Vaccines have changed the way we think about infectious diseases. In many parts of the world, diseases that were once responsible for millions of deaths a year are now considered a thing of the past. Smallpox has been eradicated, polio is on its way out, and there is a decline in a wide range of other vaccine-preventable diseases like measles, diphtheria and pertussis. It’s therefore easy to get complacent and assume that infectious diseases are no longer a problem, and that the time may come when we will no longer need vaccination.
A global infrastructure primed to rapidly develop new vaccines for novel threats is direly needed.
The reality, however, is that there are in fact only a handful of infectious diseases that can be eradicated; the rest can only at best be kept at bay. Because while some diseases like polio and measles only exist in humans, others like influenza and yellow fever do not, and have natural reservoirs in animals, insects or the environment.
What this means is that, with more than 100 million children being born each year, even if everyone on earth were vaccinated against these kinds of disease, they would eventually return unless each new generation were also protected. In other words, if we stop vaccinating, these kinds of disease will simply come back. What’s more, as the COVID-19 pandemic has demonstrated, it’s not just the known infectious diseases that we need to worry about. New pathogens are emerging all the time.
This places us in a perpetual arms race against nature, and one where the odds are not stacked in our favour. Since 1940, more than 300 new emerging infectious diseases have been identified, around 60% of which were zoonotic - originating in animals. In contrast, after more than two centuries of modern vaccinology there are still fewer than three dozen vaccine-preventable human diseases.
In theory, technological advances can help us gain an edge in this battle between science versus nature, but at the same time inexorable global trends are creating new and growing challenges that could make that an increasingly uphill battle. Climate change, population growth, urbanisation, human migration and antimicrobial resistance, all potentially increase the ease with which infectious diseases can spread.

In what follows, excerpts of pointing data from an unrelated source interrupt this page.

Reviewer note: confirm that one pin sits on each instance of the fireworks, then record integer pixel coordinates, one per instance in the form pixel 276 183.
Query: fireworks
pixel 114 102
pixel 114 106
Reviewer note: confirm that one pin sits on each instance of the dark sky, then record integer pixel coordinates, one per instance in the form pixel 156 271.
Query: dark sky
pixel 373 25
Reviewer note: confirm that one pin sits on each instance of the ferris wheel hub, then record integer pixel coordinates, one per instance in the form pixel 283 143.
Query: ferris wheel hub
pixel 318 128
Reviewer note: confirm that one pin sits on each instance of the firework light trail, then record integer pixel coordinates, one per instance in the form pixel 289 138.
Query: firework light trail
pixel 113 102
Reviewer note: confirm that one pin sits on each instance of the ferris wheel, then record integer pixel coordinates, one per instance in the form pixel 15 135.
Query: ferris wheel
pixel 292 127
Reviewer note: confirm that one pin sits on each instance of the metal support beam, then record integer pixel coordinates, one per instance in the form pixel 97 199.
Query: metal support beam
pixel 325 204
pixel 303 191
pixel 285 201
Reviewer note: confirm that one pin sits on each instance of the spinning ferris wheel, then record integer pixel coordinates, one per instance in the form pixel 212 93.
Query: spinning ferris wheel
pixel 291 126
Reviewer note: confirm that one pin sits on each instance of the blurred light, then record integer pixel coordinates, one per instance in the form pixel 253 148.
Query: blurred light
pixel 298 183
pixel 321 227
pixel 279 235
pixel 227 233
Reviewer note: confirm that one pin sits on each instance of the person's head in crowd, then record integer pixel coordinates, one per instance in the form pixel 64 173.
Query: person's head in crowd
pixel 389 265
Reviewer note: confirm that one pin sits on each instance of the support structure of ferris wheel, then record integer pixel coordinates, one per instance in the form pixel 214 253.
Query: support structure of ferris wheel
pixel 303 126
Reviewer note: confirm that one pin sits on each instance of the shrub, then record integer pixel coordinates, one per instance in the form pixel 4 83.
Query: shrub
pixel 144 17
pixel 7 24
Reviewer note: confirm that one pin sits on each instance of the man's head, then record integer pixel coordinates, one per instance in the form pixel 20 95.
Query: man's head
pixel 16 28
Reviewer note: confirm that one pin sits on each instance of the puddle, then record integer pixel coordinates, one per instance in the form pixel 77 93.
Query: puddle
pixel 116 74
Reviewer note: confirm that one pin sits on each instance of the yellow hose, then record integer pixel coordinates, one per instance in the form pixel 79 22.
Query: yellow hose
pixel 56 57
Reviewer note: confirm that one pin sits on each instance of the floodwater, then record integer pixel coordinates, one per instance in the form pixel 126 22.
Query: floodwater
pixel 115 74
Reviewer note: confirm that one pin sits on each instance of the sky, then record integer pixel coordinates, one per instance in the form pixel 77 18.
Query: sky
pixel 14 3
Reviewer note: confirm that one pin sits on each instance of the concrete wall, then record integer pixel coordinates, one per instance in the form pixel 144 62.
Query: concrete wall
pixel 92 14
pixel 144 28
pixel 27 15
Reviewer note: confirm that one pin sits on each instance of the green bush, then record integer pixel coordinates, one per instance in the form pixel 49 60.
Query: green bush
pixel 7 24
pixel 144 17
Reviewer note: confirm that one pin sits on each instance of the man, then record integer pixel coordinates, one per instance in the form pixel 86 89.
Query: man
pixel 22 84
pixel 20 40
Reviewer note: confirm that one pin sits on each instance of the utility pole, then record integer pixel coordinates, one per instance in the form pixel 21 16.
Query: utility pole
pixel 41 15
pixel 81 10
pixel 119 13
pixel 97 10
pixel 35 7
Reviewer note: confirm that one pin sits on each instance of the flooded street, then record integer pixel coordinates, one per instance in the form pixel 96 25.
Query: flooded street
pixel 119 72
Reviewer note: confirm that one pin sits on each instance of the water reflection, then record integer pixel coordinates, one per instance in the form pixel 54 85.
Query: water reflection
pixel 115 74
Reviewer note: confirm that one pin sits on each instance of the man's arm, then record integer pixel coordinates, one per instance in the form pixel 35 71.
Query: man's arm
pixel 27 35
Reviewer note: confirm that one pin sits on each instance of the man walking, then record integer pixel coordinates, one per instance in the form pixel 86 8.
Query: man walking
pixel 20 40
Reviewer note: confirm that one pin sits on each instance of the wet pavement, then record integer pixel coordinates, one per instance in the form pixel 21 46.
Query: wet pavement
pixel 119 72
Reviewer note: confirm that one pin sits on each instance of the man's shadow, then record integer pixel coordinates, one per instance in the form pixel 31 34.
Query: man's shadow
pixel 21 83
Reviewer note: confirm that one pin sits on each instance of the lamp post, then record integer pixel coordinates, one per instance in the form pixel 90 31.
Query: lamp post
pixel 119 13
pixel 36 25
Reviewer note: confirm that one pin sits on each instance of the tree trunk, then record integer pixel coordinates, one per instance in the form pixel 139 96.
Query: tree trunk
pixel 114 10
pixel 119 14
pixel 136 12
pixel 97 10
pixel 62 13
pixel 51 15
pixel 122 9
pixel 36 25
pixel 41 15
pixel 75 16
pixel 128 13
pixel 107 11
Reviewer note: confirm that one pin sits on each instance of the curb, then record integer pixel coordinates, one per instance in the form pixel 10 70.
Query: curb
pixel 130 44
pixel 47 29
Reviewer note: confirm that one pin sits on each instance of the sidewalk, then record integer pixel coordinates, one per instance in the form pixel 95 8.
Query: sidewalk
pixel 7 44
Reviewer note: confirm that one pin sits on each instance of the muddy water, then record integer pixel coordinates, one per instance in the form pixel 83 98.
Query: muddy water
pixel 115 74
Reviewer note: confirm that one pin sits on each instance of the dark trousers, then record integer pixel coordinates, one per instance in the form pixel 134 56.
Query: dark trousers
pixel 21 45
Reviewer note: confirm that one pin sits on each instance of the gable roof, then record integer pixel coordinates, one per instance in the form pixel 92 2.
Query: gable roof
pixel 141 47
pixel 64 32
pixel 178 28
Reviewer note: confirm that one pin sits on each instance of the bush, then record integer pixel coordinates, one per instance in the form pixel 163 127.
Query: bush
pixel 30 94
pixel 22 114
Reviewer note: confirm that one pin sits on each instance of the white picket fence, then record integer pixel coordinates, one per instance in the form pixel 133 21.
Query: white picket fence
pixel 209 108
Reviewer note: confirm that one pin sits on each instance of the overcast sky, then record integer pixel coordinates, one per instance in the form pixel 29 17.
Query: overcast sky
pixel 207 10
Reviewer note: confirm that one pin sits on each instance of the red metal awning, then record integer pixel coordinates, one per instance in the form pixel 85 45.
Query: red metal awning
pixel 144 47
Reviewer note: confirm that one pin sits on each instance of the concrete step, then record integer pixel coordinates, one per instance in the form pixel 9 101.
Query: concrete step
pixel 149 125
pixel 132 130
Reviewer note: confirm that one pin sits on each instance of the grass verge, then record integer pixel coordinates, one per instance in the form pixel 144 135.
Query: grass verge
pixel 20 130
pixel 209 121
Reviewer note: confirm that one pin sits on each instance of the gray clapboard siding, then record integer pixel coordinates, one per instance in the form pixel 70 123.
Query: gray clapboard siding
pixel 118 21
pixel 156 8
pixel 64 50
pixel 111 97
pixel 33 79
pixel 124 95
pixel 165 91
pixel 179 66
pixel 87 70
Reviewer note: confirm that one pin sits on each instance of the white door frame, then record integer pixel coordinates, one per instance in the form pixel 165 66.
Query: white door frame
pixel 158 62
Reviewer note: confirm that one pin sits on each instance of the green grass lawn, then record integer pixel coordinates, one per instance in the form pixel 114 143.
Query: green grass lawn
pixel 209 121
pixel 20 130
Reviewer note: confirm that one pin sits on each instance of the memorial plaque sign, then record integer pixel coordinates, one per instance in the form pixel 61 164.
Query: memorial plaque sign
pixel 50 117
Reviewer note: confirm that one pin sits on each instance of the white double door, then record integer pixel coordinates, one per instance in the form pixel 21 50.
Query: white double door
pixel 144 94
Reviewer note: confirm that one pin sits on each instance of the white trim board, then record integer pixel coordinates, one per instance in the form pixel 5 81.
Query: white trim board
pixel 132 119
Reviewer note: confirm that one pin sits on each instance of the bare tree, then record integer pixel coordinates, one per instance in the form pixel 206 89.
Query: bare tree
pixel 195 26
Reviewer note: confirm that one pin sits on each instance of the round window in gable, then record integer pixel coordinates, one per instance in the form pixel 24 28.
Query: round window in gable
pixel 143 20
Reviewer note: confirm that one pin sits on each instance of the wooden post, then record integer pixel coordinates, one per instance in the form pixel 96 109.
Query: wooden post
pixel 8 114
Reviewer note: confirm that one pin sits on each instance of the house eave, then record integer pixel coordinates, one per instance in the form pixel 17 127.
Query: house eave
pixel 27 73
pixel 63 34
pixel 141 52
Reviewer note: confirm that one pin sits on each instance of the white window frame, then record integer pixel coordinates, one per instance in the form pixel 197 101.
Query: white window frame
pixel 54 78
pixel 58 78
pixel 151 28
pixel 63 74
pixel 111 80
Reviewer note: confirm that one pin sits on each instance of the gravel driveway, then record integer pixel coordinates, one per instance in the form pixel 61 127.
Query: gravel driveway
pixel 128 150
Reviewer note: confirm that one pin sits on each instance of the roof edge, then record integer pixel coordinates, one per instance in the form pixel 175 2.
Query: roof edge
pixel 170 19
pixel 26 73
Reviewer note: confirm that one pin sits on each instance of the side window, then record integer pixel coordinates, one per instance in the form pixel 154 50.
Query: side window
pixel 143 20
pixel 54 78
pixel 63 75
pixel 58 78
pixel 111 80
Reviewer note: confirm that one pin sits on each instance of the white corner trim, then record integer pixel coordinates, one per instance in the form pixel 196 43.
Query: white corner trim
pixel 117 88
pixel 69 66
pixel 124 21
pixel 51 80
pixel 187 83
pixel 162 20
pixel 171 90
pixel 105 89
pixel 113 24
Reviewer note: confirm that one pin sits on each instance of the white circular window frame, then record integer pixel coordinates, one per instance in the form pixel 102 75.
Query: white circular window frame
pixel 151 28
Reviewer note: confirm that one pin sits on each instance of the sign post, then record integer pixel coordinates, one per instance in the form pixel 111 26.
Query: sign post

With urbanisation, for example, more people are moving to cities and live near each other. Infectious diseases thrive when humans live in close proximity, especially where there is limited access to clean water, sanitation and healthcare. Where people live in urban poverty, new diseases can spread quicker.
Similarly, climate change is expected to expand the habitable range of many disease carrying insects, such as mosquitos. By 2050, Aedes aegypti, the species responsible for carrying yellow fever, dengue fever and zika virus, is expected to reach as far north as Canada and Northern Europe. Also, as climate shocks, such as extreme weather events, become more frequent, more vulnerable populations are expected to flock to the relative safety of cities, leading to more slums and larger urban areas.
Another important factor, which COVID-19 has helped cast the spotlight on, is the role that human encroachment on the environment plays in all this. The continued expansion into natural habitat, in the search for natural resources or land, increasingly risks bringing humans into contact with previously isolated populations of animals and insects. These can harbour pathogens that may not affect them, but have the potential to cross the species barrier to humans and cause disease. If they are also able to pass from human to human, outbreaks of novel diseases can occur, which is what happened with COVID-19.
This may all sound far-fetched and unlikely, but the nature of genetic mutations in pathogens makes this an evolutionary certainty. It’s not a question of if this can happen again, but when.
A global infrastructure primed to rapidly develop new vaccines for novel threats is direly needed. But in the meantime, one of our best defences to prevent these kinds of outbreaks turning into pandemics is the continued expansion of global vaccination programmes. Not only does this help keep existing infectious diseases at bay, but it provides the infrastructure for stronger and more expansive primary health care, which is the basis for improved disease surveillance. This is particularly needed in areas where vulnerable populations live, where the risk of outbreaks can be higher.
So not only will we always need vaccines – and strong national immunisation programmes, even for the diseases that appear to be in decline – but it also makes up arguably the most important part of our armour to protect the world against new threats to global health security.